The phenomenon of artists “losing their toehold in the very neighborhood they had helped to create” unfolded in Minneapolis when artists helped turn a desolate warehouse district into “a hot destination to live, work, eat, and explore” and then had difficulty dealing with the rising rents, recalls Artspace President Kelley Lindquist.
As a result, in the late 1980s Artspace tried a new approach to creation of quarters for artists — it became a nonprofit developer. At the invitation of the City of St. Paul, Artspace redeveloped a six-story warehouse into 52 affordable live/work units for artists and their families, plus two floors of office, studio, and commercial space for arts organizations, commercial artists, and other tenants. That project, in a section of St. Paul known as Lowertown, became the model that Artspace has since implemented in cities across the US.
Now Artspace has released a report on its Lowertown experience: “Artspace’s Northern Warehouse: 1990-2041; a Case Study in Sustainable Creative Placemaking.” The eight-page report says the Northern Warehouse “has spurred population growth, job creation and complementary development — without displacing current residents.”
Built in 1907-08 by the Northern Pacific Railway, the massive brick warehouse was converted at a cost of $5.6 million and renamed the Northern Warehouse Artists’ Cooperative. Most of the funds for the project came through federal Low-Income Housing Tax Credits.

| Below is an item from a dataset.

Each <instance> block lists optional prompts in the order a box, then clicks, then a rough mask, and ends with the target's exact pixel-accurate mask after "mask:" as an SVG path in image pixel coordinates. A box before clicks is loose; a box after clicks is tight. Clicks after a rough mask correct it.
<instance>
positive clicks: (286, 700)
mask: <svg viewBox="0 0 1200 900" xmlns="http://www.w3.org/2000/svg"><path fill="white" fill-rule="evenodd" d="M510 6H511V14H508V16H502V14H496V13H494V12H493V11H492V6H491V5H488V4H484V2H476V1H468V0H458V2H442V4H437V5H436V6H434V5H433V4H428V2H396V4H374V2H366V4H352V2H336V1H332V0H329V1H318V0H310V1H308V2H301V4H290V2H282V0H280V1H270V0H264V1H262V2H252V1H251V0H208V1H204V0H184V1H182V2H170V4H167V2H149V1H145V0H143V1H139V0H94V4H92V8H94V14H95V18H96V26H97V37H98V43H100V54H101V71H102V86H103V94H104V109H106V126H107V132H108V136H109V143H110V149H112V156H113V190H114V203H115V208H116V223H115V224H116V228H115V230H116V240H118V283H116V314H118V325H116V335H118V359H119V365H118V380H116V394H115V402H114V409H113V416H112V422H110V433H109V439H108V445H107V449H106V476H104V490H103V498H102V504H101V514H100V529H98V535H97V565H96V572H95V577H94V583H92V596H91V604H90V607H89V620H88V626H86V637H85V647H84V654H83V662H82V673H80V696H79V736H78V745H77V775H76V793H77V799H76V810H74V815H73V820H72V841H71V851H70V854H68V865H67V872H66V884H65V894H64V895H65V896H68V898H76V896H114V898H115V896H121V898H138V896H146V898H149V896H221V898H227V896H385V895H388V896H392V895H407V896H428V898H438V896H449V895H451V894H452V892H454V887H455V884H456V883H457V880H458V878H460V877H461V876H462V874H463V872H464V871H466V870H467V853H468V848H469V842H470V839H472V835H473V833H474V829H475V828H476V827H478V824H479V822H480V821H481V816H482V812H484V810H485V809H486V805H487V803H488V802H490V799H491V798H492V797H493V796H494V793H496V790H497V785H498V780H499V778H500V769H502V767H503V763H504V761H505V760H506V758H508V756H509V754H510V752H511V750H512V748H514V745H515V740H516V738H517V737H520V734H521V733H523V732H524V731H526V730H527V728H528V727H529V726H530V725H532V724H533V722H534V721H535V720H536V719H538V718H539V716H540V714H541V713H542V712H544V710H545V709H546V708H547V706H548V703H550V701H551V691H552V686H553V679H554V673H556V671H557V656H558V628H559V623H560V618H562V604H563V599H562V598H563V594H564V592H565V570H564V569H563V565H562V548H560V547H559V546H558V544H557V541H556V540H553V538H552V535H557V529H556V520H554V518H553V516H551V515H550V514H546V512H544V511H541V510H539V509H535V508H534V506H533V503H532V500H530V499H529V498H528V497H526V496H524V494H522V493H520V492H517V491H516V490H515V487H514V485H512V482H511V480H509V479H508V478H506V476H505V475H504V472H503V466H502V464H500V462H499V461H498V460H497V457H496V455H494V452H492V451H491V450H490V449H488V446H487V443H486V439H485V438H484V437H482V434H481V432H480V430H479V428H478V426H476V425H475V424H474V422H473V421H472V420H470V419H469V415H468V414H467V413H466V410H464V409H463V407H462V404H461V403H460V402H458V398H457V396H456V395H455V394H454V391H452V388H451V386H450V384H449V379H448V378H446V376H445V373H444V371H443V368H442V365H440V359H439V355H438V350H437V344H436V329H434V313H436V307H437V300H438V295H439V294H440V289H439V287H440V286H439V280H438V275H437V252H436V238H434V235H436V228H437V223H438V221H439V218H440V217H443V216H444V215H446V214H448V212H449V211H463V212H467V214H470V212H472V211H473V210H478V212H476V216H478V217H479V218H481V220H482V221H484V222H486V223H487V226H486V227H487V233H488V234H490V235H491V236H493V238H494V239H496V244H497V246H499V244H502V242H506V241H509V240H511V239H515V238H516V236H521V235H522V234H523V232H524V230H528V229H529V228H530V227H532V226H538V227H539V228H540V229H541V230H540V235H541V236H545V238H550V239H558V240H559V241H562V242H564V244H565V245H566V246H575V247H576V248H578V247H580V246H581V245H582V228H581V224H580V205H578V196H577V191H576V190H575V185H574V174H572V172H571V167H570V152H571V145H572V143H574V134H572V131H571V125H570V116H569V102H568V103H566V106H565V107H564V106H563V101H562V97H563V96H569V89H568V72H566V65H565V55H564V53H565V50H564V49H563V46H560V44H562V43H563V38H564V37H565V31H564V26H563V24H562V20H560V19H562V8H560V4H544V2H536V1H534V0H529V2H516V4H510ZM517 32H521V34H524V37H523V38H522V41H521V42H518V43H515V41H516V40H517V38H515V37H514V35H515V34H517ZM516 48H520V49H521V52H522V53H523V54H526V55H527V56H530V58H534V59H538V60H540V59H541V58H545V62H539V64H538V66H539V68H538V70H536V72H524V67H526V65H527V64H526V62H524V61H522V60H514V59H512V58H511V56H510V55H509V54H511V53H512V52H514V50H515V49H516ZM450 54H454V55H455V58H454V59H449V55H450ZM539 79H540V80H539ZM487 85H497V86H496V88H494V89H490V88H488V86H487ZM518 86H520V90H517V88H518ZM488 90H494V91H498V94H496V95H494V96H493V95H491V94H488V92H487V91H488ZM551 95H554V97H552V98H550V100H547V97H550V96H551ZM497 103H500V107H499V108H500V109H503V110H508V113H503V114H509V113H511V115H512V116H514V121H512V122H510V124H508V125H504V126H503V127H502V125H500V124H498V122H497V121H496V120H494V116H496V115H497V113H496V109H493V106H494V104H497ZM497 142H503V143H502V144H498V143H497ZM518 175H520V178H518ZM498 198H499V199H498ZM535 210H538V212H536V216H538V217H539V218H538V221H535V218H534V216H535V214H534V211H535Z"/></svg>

“We weren’t able to do everything we or our artist residents had hoped, but our disciplined approach ensured that the Northern opened with a manageable debt load and appropriate operating reserves,” Artspace says. The project paid taxes, generated modest revenue for Artspace, and provided reasonably-priced living space without requiring continuing philanthropic support or subsidy.

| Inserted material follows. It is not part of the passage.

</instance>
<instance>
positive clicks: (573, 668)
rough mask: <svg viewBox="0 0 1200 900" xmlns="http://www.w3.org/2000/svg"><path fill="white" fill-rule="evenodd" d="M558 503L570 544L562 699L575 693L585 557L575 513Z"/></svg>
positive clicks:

Projects financed with low-income tax credits are subject to an extended-use agreement that requires them to remain affordable for 30 years, says Artspace Senior Vice President Greg Handberg. The Northern Warehouse conversion was completed before that restriction was put in place, Handberg says. Consequently, Artspace had the right to sell the building or convert it to upscale apartments in recent years. Rather than use that right, Artspace refinanced the building in 2011 with $4 million of new low-income tax credits plus another $6 million in Artspace contributions, philanthropic support, city-backed loans, and tax-exempt city bonds. The Northern is guaranteed to remain a building that artists and arts organizations can afford for another three decades.

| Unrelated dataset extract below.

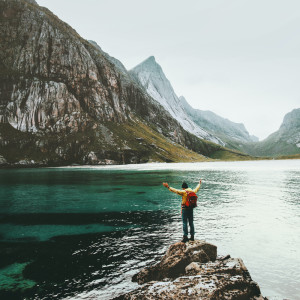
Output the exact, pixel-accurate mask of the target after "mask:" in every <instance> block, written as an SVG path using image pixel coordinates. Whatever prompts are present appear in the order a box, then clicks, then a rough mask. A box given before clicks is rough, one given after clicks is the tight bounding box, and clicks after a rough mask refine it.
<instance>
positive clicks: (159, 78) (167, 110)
mask: <svg viewBox="0 0 300 300" xmlns="http://www.w3.org/2000/svg"><path fill="white" fill-rule="evenodd" d="M130 74H131V75H132V77H134V78H136V80H137V82H138V83H139V84H141V85H142V86H143V87H144V88H145V90H146V91H147V93H148V94H149V95H150V96H152V98H153V99H155V100H156V101H157V102H158V103H160V104H161V105H162V106H163V107H164V108H165V109H166V110H167V111H168V112H169V113H170V114H171V115H172V116H173V118H175V119H176V120H177V121H178V122H179V123H180V124H181V126H182V127H183V128H184V129H185V130H187V131H188V132H190V133H192V134H194V135H196V136H198V137H199V138H201V139H205V140H208V141H211V142H214V143H217V144H220V145H225V144H224V143H223V141H222V140H221V139H219V138H218V137H216V136H214V135H212V134H210V133H208V132H207V131H205V130H204V129H203V128H201V127H199V126H198V125H197V124H196V123H195V122H193V121H192V120H191V118H190V117H189V115H188V114H187V113H186V112H185V110H184V109H183V107H182V106H181V101H180V99H179V98H178V97H177V95H176V94H175V92H174V89H173V87H172V85H171V83H170V81H169V80H168V79H167V77H166V76H165V74H164V72H163V70H162V68H161V66H160V65H159V64H158V63H157V62H156V60H155V58H154V56H150V57H149V58H148V59H146V60H145V61H143V62H142V63H140V64H139V65H137V66H136V67H134V68H133V69H132V70H130Z"/></svg>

Artspace and the tenants restructured their partnership, giving tenants control over matters important to them, such as management of artist programs within the building, and giving Artspace the responsibility for financial management of the real estate. Building upgrades were made, including a new roof and new windows.
“A notable feature of this model is that it requires no additional fundraising for general operations,” the organization says. Artspace has pledged to make all of its future buildings conform to the sustainable design goals of LEED or Green Communities or both.
The buildings next door to the Northern Warehouse has also been converted by Artspace, and is known as the Tilsner Artists’ Cooperative. In about three decades the population of Lowertown has grown by nearly 400 percent. The St. Paul farmers market has been established across the street from the Northern, and a new light-rail station sits two blocks away.
Artspace, with offices also in Los Angeles, New Orleans, New York, and Seattle, now has 30 projects operating in 13 states. They contain more than 1,000 affordable live/work units and a million square feet of nonresidential space for artists, arts organizations, and creative enterprises. To get the report, click here.
Is there is any downside to a program of this sort? Perhaps one. Theoretically, long-term preservation of inexpensive space for artists in one neighborhood might reduce the likelihood that artists will pioneer the revival of other neighborhoods. In New York, many artists were priced out of SoHo, but in seeking inexpensive quarters elsewhere, they brought new life to a succession of rundown areas.
That process involves treating artists essentially as pawns in neighborhood revitalization; the city benefits, but artists who don’t become commercially successful suffer continual uprooting.
“I think that most communities recognize the value of artists and are interested in preserving [a place for them],” says Handberg. “And I think that artists value the opportunity to continue to live and work in the vital communities that they have helped establish.”